Sensitivity analysis for building energy simulation model calibration via automatic differentiation

High-fidelity building energy simulation models are established on well-known physical laws and attempt to faithfully represent a real building. The numerical solution of differential algebraic equations that interpret thermal balance of buildings is included in building energy simulation models. It thereby leads to highly discontinuous systems that involve a large number of sub-routine calls and model switches during the execution. To acquire a building energy simulation model with good quality, parameter sensitivity analysis is well-advocated since it aims to target those parameters from the parameter pool in a specific building that hold more influence on the building thermal performance than others. Since building energy simulation models are given in a large piece of program codes and encapsulate a series of sub-models, the existing sensitivity analysis is built on Monte Carlo simulation and statistics-based random sampling methods only, e.g., Monte Carlo sampling and Latin Hypercube sampling methods, which are extremely time-consuming.
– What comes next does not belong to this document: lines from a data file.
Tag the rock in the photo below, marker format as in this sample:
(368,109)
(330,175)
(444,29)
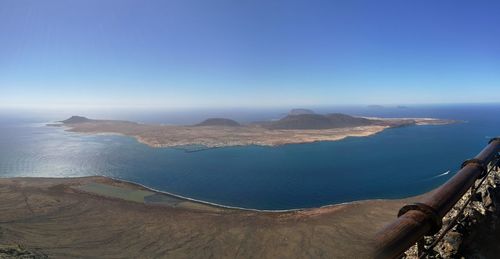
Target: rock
(18,251)
(450,245)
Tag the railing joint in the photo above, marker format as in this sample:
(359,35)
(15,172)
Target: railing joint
(430,213)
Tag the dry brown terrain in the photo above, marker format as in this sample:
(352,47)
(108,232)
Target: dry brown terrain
(55,217)
(219,136)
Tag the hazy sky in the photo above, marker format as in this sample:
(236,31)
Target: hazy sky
(210,53)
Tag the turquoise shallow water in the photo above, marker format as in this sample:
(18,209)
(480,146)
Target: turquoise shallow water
(396,163)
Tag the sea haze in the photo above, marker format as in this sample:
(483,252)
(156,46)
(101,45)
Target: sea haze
(396,163)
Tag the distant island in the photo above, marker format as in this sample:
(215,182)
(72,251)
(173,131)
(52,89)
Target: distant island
(299,126)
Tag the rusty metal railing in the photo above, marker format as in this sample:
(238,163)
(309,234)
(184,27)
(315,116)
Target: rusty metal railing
(424,218)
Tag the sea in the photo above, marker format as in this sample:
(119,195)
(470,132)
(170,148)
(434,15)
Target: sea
(396,163)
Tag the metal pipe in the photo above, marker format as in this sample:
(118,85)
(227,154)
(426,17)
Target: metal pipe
(418,220)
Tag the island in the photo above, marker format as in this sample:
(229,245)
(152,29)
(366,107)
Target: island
(299,126)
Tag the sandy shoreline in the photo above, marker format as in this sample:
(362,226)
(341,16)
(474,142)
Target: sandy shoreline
(62,218)
(223,136)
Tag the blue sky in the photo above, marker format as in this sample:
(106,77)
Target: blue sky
(183,53)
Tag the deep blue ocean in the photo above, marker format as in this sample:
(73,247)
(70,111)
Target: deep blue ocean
(396,163)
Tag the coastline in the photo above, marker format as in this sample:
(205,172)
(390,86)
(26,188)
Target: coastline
(87,218)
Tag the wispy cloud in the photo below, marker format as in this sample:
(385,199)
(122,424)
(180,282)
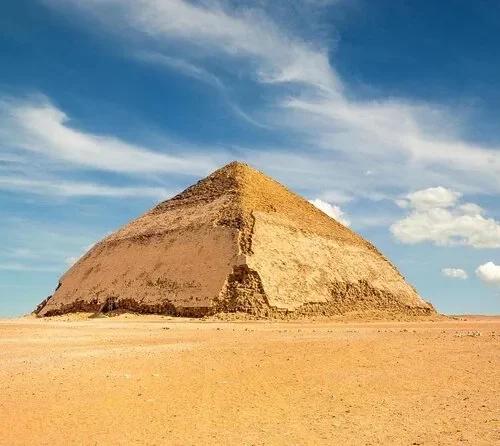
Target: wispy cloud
(36,125)
(455,273)
(489,273)
(64,188)
(183,66)
(331,210)
(403,143)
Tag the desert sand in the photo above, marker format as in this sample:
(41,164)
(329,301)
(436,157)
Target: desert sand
(153,380)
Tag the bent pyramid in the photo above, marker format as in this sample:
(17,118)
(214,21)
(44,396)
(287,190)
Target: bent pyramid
(235,241)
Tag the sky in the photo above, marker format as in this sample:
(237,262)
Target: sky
(383,113)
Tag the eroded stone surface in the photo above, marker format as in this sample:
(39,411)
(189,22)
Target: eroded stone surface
(235,241)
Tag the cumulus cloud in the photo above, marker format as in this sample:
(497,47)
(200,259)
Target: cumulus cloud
(433,197)
(455,273)
(489,273)
(331,210)
(436,217)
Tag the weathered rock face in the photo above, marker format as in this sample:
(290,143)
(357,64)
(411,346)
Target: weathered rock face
(235,241)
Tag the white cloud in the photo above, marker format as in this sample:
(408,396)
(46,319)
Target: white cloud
(182,66)
(435,217)
(336,196)
(489,273)
(455,273)
(62,188)
(38,126)
(240,33)
(331,210)
(407,144)
(433,197)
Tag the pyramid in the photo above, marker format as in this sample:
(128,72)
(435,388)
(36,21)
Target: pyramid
(235,241)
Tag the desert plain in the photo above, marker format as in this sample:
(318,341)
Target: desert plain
(153,380)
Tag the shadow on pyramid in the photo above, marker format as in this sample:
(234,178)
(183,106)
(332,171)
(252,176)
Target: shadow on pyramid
(237,241)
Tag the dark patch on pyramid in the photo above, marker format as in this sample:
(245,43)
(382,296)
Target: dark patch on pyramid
(235,241)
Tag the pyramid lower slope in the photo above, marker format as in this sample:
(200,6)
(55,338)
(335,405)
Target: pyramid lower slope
(235,241)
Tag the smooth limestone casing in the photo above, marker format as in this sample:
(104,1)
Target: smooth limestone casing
(235,241)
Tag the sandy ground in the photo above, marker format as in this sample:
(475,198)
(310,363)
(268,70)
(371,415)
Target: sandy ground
(156,381)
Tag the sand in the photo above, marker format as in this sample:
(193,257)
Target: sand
(155,380)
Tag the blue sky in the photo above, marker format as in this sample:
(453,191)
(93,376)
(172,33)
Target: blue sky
(383,112)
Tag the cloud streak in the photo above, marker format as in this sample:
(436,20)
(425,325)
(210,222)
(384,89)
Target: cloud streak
(403,144)
(38,126)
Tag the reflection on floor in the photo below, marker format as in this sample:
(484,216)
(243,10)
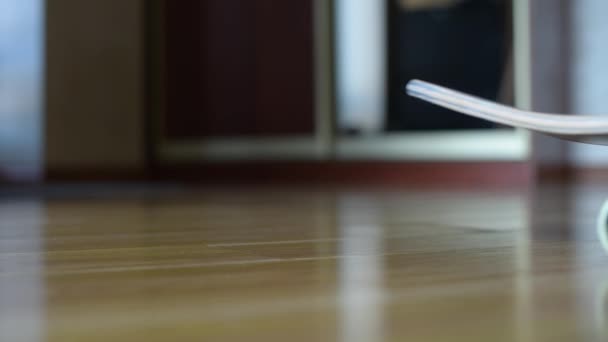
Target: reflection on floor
(169,264)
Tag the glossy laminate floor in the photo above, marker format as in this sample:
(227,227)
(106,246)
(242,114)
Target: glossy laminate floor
(106,263)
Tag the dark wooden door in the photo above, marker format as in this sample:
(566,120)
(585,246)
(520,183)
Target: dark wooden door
(238,68)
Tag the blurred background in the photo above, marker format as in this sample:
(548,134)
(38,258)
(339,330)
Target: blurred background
(275,90)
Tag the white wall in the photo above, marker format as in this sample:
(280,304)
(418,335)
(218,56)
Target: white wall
(21,70)
(589,87)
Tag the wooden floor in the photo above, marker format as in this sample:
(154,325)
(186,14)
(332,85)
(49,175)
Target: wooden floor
(259,264)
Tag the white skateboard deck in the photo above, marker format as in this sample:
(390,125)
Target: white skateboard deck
(580,128)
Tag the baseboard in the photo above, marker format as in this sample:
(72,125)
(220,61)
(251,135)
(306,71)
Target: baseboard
(350,172)
(96,174)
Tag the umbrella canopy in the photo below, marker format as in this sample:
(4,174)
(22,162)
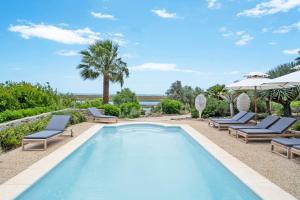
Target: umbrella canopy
(288,80)
(254,81)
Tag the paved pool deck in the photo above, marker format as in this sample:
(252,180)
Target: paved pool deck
(279,170)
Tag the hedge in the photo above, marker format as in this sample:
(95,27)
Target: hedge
(18,114)
(111,110)
(130,110)
(11,138)
(170,106)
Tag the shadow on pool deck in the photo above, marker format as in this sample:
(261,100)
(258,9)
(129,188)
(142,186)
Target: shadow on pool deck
(256,155)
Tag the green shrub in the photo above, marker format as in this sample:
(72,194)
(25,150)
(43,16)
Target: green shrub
(276,108)
(215,108)
(170,106)
(295,105)
(111,110)
(18,114)
(194,113)
(11,137)
(90,103)
(124,96)
(297,126)
(130,109)
(23,95)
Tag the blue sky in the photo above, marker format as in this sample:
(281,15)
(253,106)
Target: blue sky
(198,42)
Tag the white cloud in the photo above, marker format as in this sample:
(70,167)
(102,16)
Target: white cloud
(102,15)
(288,28)
(291,51)
(55,33)
(244,39)
(270,7)
(272,43)
(67,53)
(241,37)
(213,4)
(235,72)
(164,67)
(163,13)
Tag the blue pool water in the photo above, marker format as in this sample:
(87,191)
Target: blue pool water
(139,162)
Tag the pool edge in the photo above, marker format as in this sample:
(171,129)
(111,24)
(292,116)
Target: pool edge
(256,182)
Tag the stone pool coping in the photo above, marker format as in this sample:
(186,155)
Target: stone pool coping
(256,182)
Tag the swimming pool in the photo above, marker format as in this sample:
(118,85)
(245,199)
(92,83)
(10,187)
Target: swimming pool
(140,162)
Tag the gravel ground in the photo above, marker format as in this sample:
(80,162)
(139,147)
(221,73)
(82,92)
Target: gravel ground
(257,155)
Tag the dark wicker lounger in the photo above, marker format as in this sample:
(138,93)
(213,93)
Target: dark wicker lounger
(100,117)
(278,129)
(223,125)
(282,146)
(56,127)
(235,118)
(295,150)
(265,123)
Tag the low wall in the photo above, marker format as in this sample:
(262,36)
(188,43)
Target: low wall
(17,122)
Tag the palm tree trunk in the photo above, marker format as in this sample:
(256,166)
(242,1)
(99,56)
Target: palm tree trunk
(287,109)
(105,89)
(268,106)
(231,109)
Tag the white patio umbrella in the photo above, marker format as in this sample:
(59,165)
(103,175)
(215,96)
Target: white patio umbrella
(253,81)
(288,80)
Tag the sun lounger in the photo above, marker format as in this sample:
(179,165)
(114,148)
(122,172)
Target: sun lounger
(265,123)
(282,146)
(100,117)
(235,117)
(295,150)
(55,127)
(278,129)
(223,125)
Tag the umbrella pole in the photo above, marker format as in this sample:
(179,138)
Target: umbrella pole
(255,102)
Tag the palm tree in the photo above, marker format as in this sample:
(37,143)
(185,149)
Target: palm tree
(283,96)
(297,60)
(101,60)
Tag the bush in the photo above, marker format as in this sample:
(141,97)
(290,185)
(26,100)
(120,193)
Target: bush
(18,114)
(295,105)
(89,103)
(124,96)
(130,109)
(11,137)
(276,108)
(215,108)
(296,126)
(170,106)
(15,96)
(194,113)
(111,110)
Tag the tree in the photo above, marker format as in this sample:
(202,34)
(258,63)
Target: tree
(215,91)
(297,60)
(125,96)
(283,96)
(185,94)
(101,60)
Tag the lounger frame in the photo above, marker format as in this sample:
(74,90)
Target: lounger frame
(277,146)
(43,141)
(245,137)
(294,152)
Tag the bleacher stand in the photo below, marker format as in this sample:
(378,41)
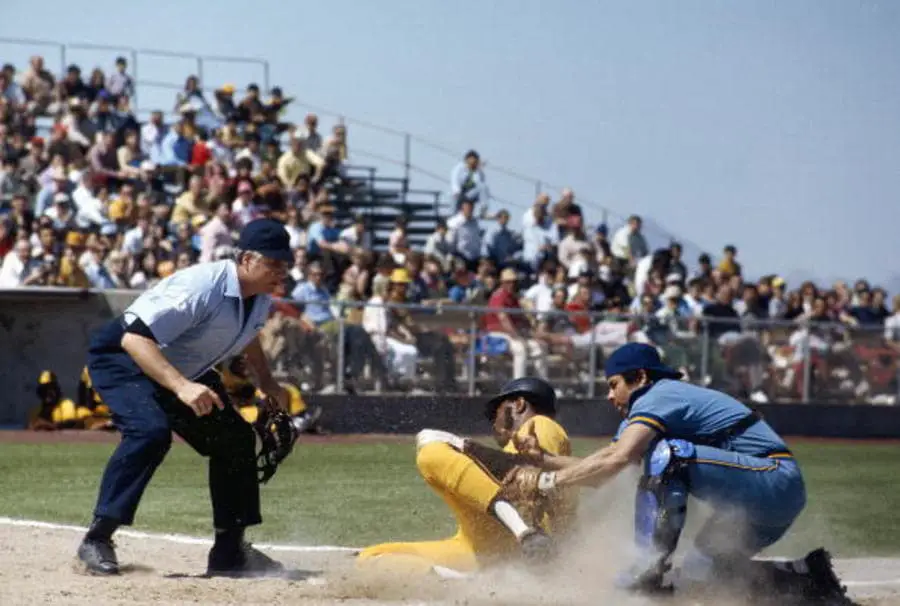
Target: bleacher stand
(96,199)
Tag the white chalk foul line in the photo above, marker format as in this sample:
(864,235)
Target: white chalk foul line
(173,538)
(189,540)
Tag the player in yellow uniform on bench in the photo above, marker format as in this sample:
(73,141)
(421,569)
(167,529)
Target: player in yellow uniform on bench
(468,477)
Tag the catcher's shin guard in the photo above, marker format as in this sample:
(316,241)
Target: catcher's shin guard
(659,513)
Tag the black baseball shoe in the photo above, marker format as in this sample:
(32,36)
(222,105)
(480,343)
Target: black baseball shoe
(99,556)
(243,562)
(825,587)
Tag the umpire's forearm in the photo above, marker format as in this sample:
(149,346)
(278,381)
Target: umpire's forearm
(258,362)
(150,359)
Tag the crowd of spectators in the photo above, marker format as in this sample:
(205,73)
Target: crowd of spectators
(92,198)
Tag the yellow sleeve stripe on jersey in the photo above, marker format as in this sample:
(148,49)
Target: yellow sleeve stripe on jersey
(650,422)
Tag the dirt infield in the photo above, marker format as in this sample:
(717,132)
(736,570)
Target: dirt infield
(112,437)
(38,567)
(14,436)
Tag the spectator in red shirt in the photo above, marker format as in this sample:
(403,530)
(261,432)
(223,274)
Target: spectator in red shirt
(514,327)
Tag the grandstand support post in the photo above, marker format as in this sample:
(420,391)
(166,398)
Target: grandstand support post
(470,362)
(339,370)
(407,157)
(592,358)
(807,366)
(704,352)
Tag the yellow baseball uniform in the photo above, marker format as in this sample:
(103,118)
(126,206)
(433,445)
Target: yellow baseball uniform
(469,488)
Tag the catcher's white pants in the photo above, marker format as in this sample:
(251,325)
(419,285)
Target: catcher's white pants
(402,358)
We propose to perform the sensitivity analysis of a first-principle high-fidelity building energy simulation model via a straightforward differential sensitivity analysis method that relies on the estimation of derivatives. A key technical challenge is that the complexity of the model prohibits the analytical differentiation, while the numerical differentiation is sensitive to step size and suffers from the truncation error. We, hence, propose to adopt an automatic differentiation method, which exploits the operator overload feature of object oriented programming language, to obtain accurate numerical estimations of derivatives in an automated and computationally efficient way.